The Application for Release of Security (Form 236) has also been streamlined for easier use.

Servicers evaluating a borrower request for release or partial release related to reverse mortgage loans must obtain approval from their Reverse Mortgage Loan Servicing Representative (see Reverse Mortgage Loan Servicing Manual 7-03, List of Contacts).

Effective Date
Servicers are encouraged to implement these policy changes immediately, but must do so for all release requests received on or after October 1, 2019.

Miscellaneous Revisions

Updating Internal Records After a Regular or Special Servicing Option MBS Mortgage Loan Reclassification. Currently, F-1-26, Reclassifying or Voluntary Repurchasing an MBS Mortgage Loan requires that after an MBS mortgage loan has been reclassified, servicers must update their internal records to reflect the remittance type as actual/actual as of the first day of the month in which the reclassification event takes place. However, after a regular or special servicing option MBS mortgage loan has been reclassified, servicers are also currently updating their internal records to adjust

▪ the pass-through rate (PTR) to include any guaranty fee;
▪ our required margin to equal the mortgage loan margin less the servicing fee, if applicable; and
▪ the PTR floor and ceiling to equal the lifetime interest rate floor and ceiling less the servicing fee, if applicable.

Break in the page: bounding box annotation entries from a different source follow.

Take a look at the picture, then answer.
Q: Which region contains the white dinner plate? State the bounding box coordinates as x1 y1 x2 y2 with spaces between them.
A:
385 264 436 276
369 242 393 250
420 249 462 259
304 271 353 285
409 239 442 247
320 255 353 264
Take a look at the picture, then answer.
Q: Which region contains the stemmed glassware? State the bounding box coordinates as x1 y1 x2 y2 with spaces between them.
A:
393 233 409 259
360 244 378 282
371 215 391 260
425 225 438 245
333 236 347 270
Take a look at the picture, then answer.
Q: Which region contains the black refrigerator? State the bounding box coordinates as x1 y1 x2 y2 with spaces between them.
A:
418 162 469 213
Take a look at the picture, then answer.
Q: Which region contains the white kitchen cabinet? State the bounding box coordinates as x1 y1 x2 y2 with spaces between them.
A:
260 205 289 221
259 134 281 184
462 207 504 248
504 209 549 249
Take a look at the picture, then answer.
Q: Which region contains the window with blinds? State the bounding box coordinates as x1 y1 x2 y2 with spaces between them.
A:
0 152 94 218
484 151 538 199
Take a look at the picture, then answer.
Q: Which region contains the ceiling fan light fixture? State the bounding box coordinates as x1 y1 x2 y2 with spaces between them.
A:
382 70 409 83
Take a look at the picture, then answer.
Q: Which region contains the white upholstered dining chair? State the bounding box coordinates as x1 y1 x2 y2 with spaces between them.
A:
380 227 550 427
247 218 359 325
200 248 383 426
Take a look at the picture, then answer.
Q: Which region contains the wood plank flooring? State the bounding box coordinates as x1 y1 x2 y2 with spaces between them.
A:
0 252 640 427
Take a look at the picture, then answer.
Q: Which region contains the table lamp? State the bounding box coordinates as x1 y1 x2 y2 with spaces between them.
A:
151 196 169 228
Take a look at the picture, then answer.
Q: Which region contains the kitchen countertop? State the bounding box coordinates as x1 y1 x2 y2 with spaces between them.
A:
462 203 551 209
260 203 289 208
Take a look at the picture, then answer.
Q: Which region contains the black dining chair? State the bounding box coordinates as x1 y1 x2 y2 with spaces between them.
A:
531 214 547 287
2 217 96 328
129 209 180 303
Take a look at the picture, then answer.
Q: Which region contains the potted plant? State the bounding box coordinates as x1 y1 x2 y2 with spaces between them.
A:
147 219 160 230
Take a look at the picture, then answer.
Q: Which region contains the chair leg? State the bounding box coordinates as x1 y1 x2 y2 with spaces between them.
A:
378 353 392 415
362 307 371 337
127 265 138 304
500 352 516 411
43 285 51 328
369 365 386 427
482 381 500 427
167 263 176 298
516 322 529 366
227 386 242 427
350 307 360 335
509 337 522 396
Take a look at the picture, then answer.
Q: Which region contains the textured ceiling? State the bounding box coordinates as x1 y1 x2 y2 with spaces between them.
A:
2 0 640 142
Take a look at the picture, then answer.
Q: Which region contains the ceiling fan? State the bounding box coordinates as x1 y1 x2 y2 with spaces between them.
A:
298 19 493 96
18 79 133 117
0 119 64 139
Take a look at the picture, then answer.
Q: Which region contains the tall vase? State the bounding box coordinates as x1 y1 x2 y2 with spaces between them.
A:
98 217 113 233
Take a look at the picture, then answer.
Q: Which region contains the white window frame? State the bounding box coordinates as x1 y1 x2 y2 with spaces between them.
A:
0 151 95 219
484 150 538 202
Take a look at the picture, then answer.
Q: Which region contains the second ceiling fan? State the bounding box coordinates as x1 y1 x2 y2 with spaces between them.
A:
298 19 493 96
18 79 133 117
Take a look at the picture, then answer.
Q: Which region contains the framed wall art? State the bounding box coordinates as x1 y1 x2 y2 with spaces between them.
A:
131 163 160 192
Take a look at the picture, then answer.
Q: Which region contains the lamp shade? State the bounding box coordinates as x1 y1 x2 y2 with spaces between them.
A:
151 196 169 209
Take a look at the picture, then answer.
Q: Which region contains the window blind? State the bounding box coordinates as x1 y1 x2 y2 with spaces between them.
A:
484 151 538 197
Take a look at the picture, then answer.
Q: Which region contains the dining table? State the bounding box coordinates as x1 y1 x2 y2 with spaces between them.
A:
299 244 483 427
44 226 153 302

We have updated the Guide to reflect these specific actions.

Determining the New PTR after an Adjustable Rate Mortgage (ARM) Adjustment. Investor Reporting Manual 5-02, Calculations Related to Pass-through Rates has been updated to state that when determining the minimum PTR using the “bottom-up” calculation method, in the absence of a stated PTR floor, our required margin becomes the PTR floor. While the Selling Guide states the mortgage interest rate may never decrease to less than the ARM’s margin and because the PTR is a byproduct of the mortgage interest rate, we received feedback that this clarification in the “bottom-up” calculation would benefit servicers.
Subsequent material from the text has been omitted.